Quando te viras, o teu braço inerte

é uma cauda húmida de tigre

rosnando ainda um pouco impaciente

pelo furor do combate no liame da savana

e pesa 

numa toalha sudorosa sobre a minha barriga 

com uma piscina ao centro que a cratera 

do umbigo ancora

 

E então observo como a casa se forja

presente

desde a sua própria moleza

penso em não sair nunca à rua, em escorar

este predar sonâmbulo do amor na arena da cama

fazer desta besta intransigente

gato de apartamento

 

Mas e se saíssemos?
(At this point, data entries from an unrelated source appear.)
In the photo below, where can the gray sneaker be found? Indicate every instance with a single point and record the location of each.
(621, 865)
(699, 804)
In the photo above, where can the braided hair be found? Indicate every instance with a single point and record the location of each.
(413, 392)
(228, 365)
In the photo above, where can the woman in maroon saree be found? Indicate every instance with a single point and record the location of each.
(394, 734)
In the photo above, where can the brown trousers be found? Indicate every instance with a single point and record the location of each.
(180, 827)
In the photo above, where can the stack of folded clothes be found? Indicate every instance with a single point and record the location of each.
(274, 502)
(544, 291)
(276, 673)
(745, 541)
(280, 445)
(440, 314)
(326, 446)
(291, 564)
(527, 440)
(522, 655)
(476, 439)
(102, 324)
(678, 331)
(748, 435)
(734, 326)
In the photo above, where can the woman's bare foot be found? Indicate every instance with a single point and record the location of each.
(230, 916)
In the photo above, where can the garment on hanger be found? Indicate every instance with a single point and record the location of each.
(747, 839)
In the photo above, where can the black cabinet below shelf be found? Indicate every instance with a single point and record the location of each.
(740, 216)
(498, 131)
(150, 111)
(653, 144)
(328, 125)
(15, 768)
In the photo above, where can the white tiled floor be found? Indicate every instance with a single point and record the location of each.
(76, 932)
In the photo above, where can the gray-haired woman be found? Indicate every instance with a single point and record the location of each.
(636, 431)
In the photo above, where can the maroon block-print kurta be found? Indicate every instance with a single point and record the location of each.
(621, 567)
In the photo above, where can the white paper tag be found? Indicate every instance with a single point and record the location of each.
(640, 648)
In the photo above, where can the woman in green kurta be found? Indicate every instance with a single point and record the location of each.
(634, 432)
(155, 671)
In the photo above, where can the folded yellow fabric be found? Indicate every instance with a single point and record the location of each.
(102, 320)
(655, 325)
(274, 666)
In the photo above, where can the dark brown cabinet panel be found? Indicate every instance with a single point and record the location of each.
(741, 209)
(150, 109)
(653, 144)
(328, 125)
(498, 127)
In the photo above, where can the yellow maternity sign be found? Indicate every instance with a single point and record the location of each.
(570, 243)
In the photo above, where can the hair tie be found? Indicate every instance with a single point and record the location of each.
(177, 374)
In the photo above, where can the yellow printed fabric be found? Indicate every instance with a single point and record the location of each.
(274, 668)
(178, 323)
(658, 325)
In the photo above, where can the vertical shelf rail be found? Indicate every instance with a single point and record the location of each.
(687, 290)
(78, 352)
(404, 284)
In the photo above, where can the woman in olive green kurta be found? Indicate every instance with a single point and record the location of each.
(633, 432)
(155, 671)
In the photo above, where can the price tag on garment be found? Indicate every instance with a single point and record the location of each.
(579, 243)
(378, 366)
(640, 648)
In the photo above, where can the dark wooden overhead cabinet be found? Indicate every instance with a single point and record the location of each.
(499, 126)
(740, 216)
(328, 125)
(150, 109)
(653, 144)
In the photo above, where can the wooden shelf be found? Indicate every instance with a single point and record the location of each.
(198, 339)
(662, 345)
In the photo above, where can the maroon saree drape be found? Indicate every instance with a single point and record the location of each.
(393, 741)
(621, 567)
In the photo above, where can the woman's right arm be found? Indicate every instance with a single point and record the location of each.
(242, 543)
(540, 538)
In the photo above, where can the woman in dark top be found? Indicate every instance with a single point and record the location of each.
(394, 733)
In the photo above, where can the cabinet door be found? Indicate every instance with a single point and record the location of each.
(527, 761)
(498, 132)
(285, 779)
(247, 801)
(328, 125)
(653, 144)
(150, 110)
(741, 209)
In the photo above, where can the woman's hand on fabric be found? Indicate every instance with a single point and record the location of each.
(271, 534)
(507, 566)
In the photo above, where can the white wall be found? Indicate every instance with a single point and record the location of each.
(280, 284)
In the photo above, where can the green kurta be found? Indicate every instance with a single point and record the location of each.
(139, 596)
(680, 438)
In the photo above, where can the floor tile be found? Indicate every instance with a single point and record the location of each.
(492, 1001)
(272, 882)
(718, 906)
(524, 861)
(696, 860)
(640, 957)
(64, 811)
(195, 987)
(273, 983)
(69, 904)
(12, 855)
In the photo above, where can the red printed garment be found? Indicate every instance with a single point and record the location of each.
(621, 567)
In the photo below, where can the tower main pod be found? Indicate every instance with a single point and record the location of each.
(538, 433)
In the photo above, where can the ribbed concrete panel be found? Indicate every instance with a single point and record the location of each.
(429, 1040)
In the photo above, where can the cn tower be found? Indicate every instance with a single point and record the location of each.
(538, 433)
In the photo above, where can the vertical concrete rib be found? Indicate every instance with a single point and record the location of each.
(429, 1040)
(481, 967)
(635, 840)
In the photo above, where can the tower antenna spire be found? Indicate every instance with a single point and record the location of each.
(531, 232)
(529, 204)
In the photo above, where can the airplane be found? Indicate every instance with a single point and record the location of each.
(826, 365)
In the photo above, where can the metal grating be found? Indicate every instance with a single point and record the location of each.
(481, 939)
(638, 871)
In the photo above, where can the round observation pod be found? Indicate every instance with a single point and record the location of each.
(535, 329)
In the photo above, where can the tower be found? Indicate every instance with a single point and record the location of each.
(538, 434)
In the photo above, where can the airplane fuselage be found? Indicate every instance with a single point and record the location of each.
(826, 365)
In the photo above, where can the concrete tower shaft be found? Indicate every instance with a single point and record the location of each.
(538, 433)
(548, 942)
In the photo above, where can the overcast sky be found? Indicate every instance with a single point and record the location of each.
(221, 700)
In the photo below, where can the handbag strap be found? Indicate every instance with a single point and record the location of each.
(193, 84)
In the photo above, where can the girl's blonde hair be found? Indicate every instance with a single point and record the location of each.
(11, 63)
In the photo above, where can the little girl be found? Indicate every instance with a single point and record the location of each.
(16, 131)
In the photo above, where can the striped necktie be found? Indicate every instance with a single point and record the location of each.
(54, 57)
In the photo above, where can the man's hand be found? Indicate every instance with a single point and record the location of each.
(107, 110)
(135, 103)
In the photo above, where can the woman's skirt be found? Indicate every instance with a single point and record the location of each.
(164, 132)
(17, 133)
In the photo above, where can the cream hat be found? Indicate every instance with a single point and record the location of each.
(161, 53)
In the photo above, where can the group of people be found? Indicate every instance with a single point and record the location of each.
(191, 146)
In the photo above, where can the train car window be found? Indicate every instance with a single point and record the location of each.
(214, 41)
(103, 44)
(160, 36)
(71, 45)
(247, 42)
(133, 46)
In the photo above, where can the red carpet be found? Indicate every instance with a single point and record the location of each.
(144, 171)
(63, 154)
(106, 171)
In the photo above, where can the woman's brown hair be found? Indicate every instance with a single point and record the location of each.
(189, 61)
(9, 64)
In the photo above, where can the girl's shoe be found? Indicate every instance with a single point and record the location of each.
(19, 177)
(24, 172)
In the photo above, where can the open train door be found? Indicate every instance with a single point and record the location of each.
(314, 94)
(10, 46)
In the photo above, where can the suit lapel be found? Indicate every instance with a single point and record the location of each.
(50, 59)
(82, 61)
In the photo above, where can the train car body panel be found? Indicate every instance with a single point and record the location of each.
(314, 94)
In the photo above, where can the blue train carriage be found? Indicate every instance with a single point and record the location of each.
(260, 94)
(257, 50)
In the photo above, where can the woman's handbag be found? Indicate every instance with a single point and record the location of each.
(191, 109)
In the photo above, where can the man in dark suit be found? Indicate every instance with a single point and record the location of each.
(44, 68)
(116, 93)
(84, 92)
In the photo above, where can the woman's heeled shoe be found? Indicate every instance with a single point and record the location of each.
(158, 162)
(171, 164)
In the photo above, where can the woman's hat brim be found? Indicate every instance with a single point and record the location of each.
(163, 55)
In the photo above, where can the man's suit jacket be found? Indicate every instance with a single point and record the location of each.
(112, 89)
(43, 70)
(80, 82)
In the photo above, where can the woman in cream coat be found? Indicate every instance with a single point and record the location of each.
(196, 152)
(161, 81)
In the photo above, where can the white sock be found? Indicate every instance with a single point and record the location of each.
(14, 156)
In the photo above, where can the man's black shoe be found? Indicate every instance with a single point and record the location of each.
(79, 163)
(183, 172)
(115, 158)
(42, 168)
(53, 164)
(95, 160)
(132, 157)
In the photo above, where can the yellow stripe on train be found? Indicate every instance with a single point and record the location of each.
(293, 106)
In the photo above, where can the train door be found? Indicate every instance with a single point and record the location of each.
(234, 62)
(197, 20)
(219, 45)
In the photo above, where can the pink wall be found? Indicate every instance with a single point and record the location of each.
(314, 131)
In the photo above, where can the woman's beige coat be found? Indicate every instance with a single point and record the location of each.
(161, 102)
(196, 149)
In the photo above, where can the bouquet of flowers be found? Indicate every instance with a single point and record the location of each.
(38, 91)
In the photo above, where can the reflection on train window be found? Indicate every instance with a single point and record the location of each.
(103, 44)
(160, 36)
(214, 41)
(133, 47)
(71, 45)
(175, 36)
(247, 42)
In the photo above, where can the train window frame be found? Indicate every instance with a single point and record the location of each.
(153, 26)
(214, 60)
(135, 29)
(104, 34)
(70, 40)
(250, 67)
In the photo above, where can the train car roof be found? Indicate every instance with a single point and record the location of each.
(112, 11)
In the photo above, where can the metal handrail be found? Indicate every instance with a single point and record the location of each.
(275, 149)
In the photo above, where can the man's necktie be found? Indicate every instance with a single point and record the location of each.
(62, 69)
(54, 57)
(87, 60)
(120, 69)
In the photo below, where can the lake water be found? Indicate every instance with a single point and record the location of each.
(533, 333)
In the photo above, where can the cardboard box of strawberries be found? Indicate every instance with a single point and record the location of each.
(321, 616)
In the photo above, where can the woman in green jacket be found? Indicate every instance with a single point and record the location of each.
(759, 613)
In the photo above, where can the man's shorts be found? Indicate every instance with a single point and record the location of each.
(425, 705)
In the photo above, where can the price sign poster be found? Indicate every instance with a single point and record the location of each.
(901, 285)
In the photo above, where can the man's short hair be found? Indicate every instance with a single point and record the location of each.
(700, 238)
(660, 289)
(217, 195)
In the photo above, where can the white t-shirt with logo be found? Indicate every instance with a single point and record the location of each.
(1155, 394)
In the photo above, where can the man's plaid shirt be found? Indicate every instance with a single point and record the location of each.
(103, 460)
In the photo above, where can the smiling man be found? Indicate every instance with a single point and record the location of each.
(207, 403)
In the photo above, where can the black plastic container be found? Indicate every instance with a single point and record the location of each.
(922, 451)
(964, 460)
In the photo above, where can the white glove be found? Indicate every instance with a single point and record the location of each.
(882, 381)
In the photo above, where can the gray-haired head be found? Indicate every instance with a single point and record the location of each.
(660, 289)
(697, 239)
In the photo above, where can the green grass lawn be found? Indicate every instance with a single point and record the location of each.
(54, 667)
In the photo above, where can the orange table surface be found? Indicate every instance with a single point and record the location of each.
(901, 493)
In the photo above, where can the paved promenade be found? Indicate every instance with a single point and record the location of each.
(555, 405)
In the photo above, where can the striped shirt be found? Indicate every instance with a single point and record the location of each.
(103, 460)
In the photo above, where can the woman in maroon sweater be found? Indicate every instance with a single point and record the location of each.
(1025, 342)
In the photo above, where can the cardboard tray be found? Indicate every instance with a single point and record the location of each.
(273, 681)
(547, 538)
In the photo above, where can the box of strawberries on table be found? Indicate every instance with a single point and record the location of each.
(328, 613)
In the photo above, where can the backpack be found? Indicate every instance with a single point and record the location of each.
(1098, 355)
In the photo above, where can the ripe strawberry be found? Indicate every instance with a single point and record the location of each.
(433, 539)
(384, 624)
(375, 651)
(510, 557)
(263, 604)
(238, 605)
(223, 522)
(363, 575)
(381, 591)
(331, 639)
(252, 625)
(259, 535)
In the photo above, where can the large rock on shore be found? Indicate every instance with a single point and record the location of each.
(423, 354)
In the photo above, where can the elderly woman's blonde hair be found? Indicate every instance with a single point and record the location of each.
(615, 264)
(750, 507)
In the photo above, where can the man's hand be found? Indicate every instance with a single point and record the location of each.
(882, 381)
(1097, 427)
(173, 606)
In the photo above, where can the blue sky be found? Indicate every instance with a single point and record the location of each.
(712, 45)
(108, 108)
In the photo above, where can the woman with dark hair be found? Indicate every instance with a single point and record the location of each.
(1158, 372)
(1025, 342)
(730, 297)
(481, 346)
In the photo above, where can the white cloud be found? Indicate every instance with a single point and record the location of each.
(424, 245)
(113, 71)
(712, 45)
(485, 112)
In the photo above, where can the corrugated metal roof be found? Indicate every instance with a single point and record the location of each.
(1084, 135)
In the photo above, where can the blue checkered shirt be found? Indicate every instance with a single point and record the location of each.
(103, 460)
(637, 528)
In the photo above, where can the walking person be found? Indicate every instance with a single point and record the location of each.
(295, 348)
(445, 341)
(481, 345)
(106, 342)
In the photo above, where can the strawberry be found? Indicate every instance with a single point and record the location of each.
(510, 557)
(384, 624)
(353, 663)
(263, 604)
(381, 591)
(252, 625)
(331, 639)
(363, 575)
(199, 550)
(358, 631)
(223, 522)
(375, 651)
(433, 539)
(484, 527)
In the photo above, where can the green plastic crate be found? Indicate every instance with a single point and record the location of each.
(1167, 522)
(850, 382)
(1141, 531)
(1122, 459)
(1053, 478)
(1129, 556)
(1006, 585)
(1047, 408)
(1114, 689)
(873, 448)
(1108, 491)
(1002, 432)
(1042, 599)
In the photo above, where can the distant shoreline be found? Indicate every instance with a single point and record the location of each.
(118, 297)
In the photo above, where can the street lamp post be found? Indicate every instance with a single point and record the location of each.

A casa

arfaria ainda no nosso encalço

toda a rua molharia com os seus lábios absortos

o fio do desejo até caber

numa agulha de tempo

e coser o mundo de lés a lés

então instantâneo, sucedâneo

da própria grandeza

 

E nada nos seria estranho

nem os muros lavrados pelo musgoso alento de um inverno insistente

nem os quintalejos em ruínas

nem a bruma que no poço grita 

uma rouquidão de sede

nem a pasta de tripas de uma pomba jovem

caída de um telhado, extasiada com a aurora

nem as notícias da neve

nem as pessoas que andam com os punhos muito cerrados nos bolsos das calças

como se espremessem dois corações

um de cada lado

e sentissem a sua calda a descer-lhes pelas pernas

até aos tornozelos

e seriam os nossos, corações

desses de comer, caramelizados

maçãs, manhãs uma da outra

 

Se saíssemos, a casa 

cantaria no nosso encalço


 

Por vezes, na noite, abre-se um pequeno espaço entre dois lábios

vê-os, tão ressecos, zurzidos pelo corrupio do breu, parecem

só o torpe poisio onde a chuva já não poisa

com as suas ínfimas gretas e a sua aridez tão fina

a tombar de sede, olhando e olhando

esse verde estupidamente polido dos campos em volta

 

O vapor poisa nos lábios com unha de insónia

é a cidade calada a varrer a penugem irrisória

transparente quase, que se te instala nos dedos

te escancara um pouco as articulações para colher 

que afago, diz-me, se o teu nome em mim também demora

a caber no caudal da língua com que em tanto me tenho

nos tenho, como essa chuva a batente, fracassado

 

Se acordasses agora, enquanto te vigio e vejo

no velcro da pele um aglomerado de sinais 

tão perfeitamente justapostos que se diria conterem

todas as declinações possíveis

de todas as línguas possíveis

serias quase parada, penso, seria quase triste ver-te a ranger como uma porta gelada pelo frio

fitando e fitando o mundo a que abre

sem ter arte de passo, passo de passagem

mas ainda assim eu sei

que um Olho terrestre teceu um condomínio para o meu desejo

um acampamento todo gene todo enredo todo míngua

para acoitar estes dedos nómadas às vezes

encalhando com a ilha 

que um geógrafo cego mapeou

 

Ouve-se o relinchar de uma inútil campânula no escuro, ouve-se

o seu clangor reptando pelas costas do vidro 

por onde a luz plana um farrapo de penúria

auscultando o pulso do quarto, como 

uma leitura rente ao parapeito do leito, lento linho, coalhado

na minha boca, aranha definindo o redil

onde um coração tão estreito não cabe, não cabe

e definha, e abandona

um pó estrelado a rebrilhar no ar

 

Então

sinto o corpo a levedar no negrume e peso-o

com a sua sintaxe estranha, a sua inerte, turva sageza

e não consigo decifrar o braile dos lençóis a caligrafia da insónia

é como se a tua língua percorresse à pressa os seiscentos

e cinquenta e um quilómetros que nos apartam

e eu podia ficar a dar nós nas cordas da loucura a noite toda

que a canção continuaria a não soar, só ar, incombustível

eu continuaria a não saber dizer-te o que em mim te procura

no que em ti em mim te procura

a cidade continuaria e continuaria a ruminar

a sua terrível paciência

quando era urgente, percebes?, urgente

acordar ou não acordar


Miguel Filipe Mochila nasceu em Évora, em 1988. Tem colaborado com a imprensa em matéria cultural relacionada com as literaturas hispânicas, de que é investigador. Traduziu autores como Julio Cortázar, Juan José Saer, Samanta Schweblin, Blas de Otero, Nicanor Parra, Joan Margarit ou Luis Alberto de Cuenca. Além de poemas publicados em revistas e fanzines, publicou em 2016 Tempo da impaciência, na Artefacto, editora que prepara actualmente a publicação do seu segundo livro.